I will start off with some background, talk briefly about a couple of exciting new storage technologies, mention some key characteristics of the Universal Preservation Format, and finally update you on where we've been, what we're doing, and where we go next.
Sponsored by the WGBH Educational Foundation and funded in part by a grant (97-029) from the National Historical Publications and Records Commission of the National Archives, the Universal Preservation Format initiative advocates a format for the long-term storage of electronically generated media. Dave MacCarn, Chief Technologist at WGBH, is the architect of UPF. He, along with Mary Ide, Director of Media Archives and Preservation Center at WGBH, are the Project Directors. I am the Project Coordinator, with feet planted not-always-so-firmly in both engineering and archival camps.
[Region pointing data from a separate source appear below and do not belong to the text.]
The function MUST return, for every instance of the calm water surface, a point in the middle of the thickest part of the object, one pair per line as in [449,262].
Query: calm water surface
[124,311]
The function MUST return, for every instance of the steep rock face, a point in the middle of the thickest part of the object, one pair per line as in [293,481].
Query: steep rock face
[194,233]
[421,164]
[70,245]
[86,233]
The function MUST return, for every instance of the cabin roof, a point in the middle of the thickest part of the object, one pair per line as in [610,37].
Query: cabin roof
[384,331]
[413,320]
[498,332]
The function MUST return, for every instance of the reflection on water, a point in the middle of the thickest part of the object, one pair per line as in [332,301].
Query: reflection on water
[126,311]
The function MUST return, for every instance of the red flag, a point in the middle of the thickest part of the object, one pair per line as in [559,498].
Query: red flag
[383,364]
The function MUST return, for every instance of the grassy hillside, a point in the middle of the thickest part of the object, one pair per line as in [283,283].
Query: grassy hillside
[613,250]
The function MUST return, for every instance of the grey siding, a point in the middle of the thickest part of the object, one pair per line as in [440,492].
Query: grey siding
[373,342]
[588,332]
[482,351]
Working with representatives from standards organizations, hardware and software companies, museums, academic institutions, archives and libraries, this project will produce and publish a document called a Recommended Practice. This document will be submitted to the Society of Motion Picture and Television Engineers, also known as SMPTE, suggesting guidelines for engineers when designing computer applications that involve or interact with digital storage. We expect to make the process of preserving and accessing electronic records (both original and migrated) more efficient, cost-effective, and simpler.
Once upon a time, you could "get at" most media through sheer cleverness. With analog media, such as a record or a film slide, there is an "analogy" between process and form. In practical terms, even without playback equipment, you could simulate the media experience. For example, I recall building a phonograph player, using rolled-up cardboard to amplify the sound and a sewing needle for a stylus. I can tell you, it was not very popular with my parents, whose records I sometimes borrowed for my prototype.
Digital can refer literally to both fingers on a hand and to numbers.
"A digital computer performs calculations and logical operations with quantities represented as digits, usually in the binary number system."
To get at digital media, you need some form of decoder, too often the exact decoder.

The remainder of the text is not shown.